FIDELIS JOHNSON BADAIKI, Appellant V. BRYAN MILLER D/B/A CLASSIC TOWING, PINE FOREST PARK PLACE, AND AMERICAN EAGLE AUTO STORAGE, Appellees

On Appeal from the County Civil Court at Law No. 4 Harris County, Texas Trial Court Cause No. 1092824

MEMORANDUM OPINION

Fidelis Johnson Badaiki appeals the county civil court at law’s dismissal for want of jurisdiction of his appeal from a justice court tow hearing. The county civil court at law held in its order of dismissal that because Badaiki claimed he was authorized to park his vehicle at the location from where it was towed, the court was without jurisdiction to hear an appeal of the tow hearing under Texas Occupations Code chapter 2308, subchapter J. Finding that the county civil court at law in fact had jurisdiction over the appeal, we reverse and remand for further proceedings.

Background

On February 10, 2017, Bryan Miller d/b/a Classic Towing towed Badaiki’s car from the parking lot of his apartment complex, Pine Forest Park Place, to American Eagle Auto Storage.
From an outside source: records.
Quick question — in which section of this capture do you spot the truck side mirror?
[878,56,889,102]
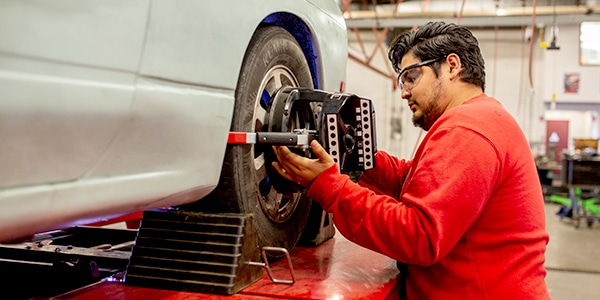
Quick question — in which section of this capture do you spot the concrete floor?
[546,202,600,300]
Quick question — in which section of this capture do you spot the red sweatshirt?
[307,94,550,300]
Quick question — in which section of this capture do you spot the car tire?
[183,26,314,258]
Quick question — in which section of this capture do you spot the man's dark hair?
[388,22,485,91]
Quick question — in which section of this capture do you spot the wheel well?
[261,12,321,89]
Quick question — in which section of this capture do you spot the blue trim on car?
[263,12,320,89]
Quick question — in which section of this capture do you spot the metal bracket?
[248,247,296,284]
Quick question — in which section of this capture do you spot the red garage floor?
[53,233,399,300]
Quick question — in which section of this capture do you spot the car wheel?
[186,26,314,257]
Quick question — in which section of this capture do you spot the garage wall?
[346,25,600,158]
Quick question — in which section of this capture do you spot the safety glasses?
[398,56,446,91]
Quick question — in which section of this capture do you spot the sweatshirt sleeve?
[358,151,411,199]
[307,129,499,265]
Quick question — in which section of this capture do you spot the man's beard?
[412,84,444,131]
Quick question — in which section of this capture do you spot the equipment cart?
[562,154,600,228]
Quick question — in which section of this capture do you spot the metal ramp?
[125,209,263,295]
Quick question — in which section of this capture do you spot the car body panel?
[0,0,347,242]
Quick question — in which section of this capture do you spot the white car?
[0,0,347,253]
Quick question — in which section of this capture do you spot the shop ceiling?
[341,0,600,29]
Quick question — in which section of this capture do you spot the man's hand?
[273,140,335,187]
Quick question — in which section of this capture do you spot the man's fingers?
[271,161,292,180]
[310,140,333,163]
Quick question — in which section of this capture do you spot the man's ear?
[446,53,462,80]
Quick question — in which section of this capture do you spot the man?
[273,22,550,300]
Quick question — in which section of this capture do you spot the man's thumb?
[310,140,333,162]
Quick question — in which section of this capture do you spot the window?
[579,22,600,66]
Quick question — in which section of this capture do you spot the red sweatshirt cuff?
[306,165,350,213]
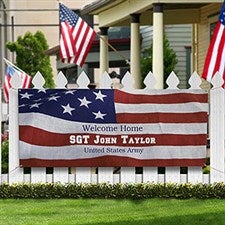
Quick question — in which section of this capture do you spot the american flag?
[202,2,225,86]
[3,65,32,102]
[18,89,208,167]
[59,3,96,67]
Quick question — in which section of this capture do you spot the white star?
[93,91,107,102]
[20,92,32,99]
[61,104,75,115]
[38,89,46,93]
[93,111,106,120]
[65,90,76,95]
[30,103,42,109]
[48,96,60,102]
[78,97,91,108]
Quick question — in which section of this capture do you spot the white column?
[152,3,164,89]
[100,27,109,76]
[130,14,141,89]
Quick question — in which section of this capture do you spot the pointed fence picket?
[0,72,225,184]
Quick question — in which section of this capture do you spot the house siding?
[197,4,221,89]
[141,24,192,88]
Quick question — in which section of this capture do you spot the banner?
[18,89,208,167]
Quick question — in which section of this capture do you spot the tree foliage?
[141,36,178,86]
[6,31,54,88]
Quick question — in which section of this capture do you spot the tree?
[141,36,178,87]
[6,31,54,88]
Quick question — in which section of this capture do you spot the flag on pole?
[202,2,225,85]
[18,89,208,167]
[3,60,32,102]
[59,3,96,66]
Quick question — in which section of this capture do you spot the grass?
[0,199,225,225]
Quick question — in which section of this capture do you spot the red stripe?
[116,112,208,123]
[202,22,222,80]
[60,24,70,58]
[19,126,207,147]
[60,22,76,58]
[75,26,90,62]
[20,156,205,167]
[114,89,208,104]
[80,32,96,67]
[74,20,84,49]
[3,75,11,102]
[213,26,225,75]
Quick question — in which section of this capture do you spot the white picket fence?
[0,72,225,184]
Badaiki subsequently paid towing and storage fees of $294.16 to recover the car. Badaiki then requested a tow hearing in justice court. In his request, Badaiki disputed that his car was properly towed because (1) he was not required to have a permit under his lease agreement, (2) he in fact displayed a valid permit on his car, and (3) he did not receive advance notice of the tow. Badaiki’s request included the identities and contact information for the person or facility authorizing the removal (the apartment complex) and the towing company. 1

The justice court held a hearing, and the findings signed after the hearing state that only Badaiki and the towing company appeared. Additionally in the findings, the justice court determined that there was probable cause to authorize the removal of the vehicle and that appellant’s car was “parked without [a] permit.” Accordingly, the justice court concluded that Badaiki was responsible for all costs of the removal and storage of the vehicle.

Badaiki then filed a de novo appeal in county civil court at law. During the hearing in which Badaiki appeared pro se, Badaiki informed the judge that he was authorized to park in the parking lot under an addendum to his lease agreement with the apartment complex, which did not require him to display a permit. He further testified that he had a valid permit sticker in any event and it was displayed

1 This information is required to be included in the request for a hearing. Tex. Occ. Code § 2308-456(b)(4), (6). The justice court must then notify the parties of the date, time, and place of the hearing in accordance with Texas Rule of Civil Procedure 21a. Id. § 2308.458.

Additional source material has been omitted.